Initially announced in September 2019, Lover Fest was a series of 12 shows playing in stadiums, festivals and arenas in support of that year's album Lover, Swift's seventh release.

The globe-trotting trek was set to begin in June 2020 and include career highlights, such as headlining that year's cancelled Glastonbury Festival, as well as being the inaugural concerts for Los Angeles's SoFi Stadium and the Gillette Stadium, which is located on the outskirts of Boston.

Swift has yet to announce any new shows or a tour to promote 2020's acclaimed twin album release, Folklore and Evermore.

Play and pause for live events

The cancellation of one of the industry's most anticipated tours underscores the various challenges facing the live music industry.

With no clear indication or consensus of when it will be safe to hold large-scale events, the resumption of physical performances is occurring at a staggered pace.

January saw Glastonbury cancel its event for the second year running, while other English music events, the Reading and Leeds Festivals, announced they will go ahead after the UK government released a timetable for relaxing coronavirus restrictions.

Headliners confirmed for those festivals include Stormzy, Post Malone, Liam Gallagher, Queens of the Stone Age and Lewis Capaldi.

Other major music occasions pressing ahead this year include Roskilde Festival.
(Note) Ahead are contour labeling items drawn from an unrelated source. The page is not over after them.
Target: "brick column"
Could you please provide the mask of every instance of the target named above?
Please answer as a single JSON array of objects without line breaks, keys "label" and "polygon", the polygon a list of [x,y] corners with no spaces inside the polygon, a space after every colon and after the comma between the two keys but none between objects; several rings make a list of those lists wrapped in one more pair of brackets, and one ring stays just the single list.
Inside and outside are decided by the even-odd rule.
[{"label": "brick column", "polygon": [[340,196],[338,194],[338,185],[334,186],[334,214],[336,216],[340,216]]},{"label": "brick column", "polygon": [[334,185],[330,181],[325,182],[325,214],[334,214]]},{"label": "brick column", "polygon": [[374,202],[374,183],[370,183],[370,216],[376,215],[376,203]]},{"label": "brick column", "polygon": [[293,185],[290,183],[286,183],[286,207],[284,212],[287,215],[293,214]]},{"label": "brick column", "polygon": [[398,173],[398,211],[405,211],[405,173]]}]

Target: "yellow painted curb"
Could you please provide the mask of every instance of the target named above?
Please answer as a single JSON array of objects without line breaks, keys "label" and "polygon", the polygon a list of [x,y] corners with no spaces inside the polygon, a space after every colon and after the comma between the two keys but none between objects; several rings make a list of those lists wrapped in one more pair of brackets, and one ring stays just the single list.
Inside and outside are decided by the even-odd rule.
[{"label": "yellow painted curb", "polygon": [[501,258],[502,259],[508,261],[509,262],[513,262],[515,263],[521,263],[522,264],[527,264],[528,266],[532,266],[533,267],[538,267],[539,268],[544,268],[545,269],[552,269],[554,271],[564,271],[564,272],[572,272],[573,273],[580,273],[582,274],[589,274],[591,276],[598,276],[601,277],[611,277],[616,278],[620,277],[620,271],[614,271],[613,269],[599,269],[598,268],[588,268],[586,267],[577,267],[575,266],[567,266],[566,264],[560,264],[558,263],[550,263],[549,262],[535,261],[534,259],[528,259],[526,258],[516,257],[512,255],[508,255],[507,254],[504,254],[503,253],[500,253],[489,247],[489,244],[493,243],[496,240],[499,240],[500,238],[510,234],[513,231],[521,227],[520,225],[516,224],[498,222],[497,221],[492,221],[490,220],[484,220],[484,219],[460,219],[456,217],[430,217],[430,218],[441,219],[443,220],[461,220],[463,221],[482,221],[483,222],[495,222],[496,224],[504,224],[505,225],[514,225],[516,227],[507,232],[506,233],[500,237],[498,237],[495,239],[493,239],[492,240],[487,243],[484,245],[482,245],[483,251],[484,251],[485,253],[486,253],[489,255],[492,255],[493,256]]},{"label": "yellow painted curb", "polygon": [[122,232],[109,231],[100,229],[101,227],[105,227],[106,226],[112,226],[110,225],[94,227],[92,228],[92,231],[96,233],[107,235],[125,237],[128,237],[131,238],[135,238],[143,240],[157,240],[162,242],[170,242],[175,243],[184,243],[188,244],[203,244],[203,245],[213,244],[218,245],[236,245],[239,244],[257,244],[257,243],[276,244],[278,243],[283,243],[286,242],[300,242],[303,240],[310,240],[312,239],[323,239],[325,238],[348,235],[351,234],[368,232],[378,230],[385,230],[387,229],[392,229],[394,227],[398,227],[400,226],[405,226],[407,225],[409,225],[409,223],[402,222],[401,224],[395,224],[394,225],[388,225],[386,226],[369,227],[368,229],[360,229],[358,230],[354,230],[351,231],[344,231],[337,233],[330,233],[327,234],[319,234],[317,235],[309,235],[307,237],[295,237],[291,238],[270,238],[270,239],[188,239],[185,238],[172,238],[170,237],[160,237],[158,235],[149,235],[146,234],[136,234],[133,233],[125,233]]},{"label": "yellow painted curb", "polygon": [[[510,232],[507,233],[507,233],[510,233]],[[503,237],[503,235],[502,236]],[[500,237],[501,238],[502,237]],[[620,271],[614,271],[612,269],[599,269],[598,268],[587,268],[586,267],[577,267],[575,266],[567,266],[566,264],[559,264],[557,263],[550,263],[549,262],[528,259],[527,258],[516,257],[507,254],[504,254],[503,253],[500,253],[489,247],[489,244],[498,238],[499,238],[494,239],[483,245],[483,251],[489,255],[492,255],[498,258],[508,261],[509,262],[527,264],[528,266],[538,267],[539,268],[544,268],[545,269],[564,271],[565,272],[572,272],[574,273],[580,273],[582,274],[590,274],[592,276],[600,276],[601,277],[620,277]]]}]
Headlined by rapper Kendrick Lamar, the Danish festival is running from Saturday, June 26 to Saturday, July 3.

The Montreux Jazz Festival, one of the world's biggest events dedicated to the genre, also announced its intention to return to its picturesque location in Lake Geneva, Switzerland, from Friday, July 2 to Saturday July 17, after cancelling 2020's festival for the first time in its 53-year-history.

Meanwhile, Spain's Primavera Sound festival, held in Barcelona, announced it was running from Wednesday, June 2 to Sunday, June 6.

The resumption of the annual festival comes after a successful pilot event conducted last December.

Nearly 500 masked people attended the mini festival after signing a declaration stating they had not been diagnosed with Covid-19 within the previous 14 days, followed by rapid onsite testing prior to entry.

It remains to be seen if Primavera will be downscaled and what social distancing measures will be in place.

Two of the continent's biggest dance festivals, Croatia's Ultra Europe and Tomorrowland in Belgium also announced their intention to return in June. As of yet, there has been no official confirmation on whether or not the event will still go ahead.

Tomorrowland spokeswoman Debby Wilmsen told The National last December that even if the industry eventually returns to normal, the festival will invest in digital events for the foreseeable future.

"We could see virtual festivals becoming an ongoing experience we provide people," she said.